Crime Charged: Murder
Chief Defense Lawyers: Elbridge T. Gerry, John Graham, Charles Spencer
Chief Prosecutors: Noah Davis, Samuel Garvin
Judge: (No record of first name) Hackett
Place: New York, New York
Date of Trial: April 4-May 10, 1870
Verdict: Not guilty
SIGNIFICANCE: This trial underscores several points that seem just as relevant today as they were more than 13 decades ago: that skillful lawyering can acquit a clearly guilty murderer, that an abused wife can find true love in a second marriage, that talented members of the theatrical and literary world lead headline-producing lives.

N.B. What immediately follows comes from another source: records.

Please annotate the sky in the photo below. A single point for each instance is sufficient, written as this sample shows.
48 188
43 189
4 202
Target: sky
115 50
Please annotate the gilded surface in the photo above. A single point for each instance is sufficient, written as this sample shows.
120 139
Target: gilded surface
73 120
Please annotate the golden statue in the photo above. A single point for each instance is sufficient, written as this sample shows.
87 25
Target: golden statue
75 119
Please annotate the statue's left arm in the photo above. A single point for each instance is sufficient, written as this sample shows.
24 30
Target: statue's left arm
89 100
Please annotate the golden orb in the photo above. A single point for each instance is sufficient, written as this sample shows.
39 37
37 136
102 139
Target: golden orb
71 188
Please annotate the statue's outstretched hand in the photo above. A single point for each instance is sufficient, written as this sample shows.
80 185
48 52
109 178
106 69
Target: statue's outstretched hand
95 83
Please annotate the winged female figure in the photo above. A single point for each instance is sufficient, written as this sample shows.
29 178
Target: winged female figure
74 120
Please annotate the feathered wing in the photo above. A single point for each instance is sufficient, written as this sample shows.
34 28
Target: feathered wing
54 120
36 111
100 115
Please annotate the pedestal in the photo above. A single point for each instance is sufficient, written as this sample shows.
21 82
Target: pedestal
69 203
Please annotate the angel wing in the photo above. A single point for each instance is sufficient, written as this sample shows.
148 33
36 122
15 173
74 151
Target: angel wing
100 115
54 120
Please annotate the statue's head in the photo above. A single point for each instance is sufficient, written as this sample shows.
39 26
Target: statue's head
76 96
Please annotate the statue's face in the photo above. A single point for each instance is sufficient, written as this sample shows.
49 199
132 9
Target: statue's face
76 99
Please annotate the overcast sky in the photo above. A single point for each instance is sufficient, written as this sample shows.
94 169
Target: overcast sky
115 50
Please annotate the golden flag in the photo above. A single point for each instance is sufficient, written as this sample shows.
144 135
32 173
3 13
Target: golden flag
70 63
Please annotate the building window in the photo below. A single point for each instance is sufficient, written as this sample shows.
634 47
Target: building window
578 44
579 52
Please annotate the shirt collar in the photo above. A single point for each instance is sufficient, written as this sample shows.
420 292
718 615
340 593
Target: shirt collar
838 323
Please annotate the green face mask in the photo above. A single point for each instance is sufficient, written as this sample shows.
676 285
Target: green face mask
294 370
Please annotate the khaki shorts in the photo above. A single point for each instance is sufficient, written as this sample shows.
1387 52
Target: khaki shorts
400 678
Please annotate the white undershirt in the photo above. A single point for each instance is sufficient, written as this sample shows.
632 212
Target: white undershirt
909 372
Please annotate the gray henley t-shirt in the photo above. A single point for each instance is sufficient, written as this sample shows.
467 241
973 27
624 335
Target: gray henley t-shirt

Late in the afternoon of November 25, 1869, Albert Deane Richardson, a 36-year-old journalist who had covered Civil War battles for Horace Greeley's New York Tribune, walked into the Tribune offices in New York's Printing House Square. He went to the first-floor counting room to see if one of its pigeonholes held a letter from his fiancee, an actress and writer named Abby Sage, who was visiting Massachusetts. As Richardson neared the mail desk, a figure rose from the shadows, pointed a pistol at him from five feet away, fired, and ran.
Shot in the stomach, Richardson climbed four flights to the paper's editorial offices. A doctor administered morphine and friends escorted him to the Astor House hotel, two blocks down Park Row.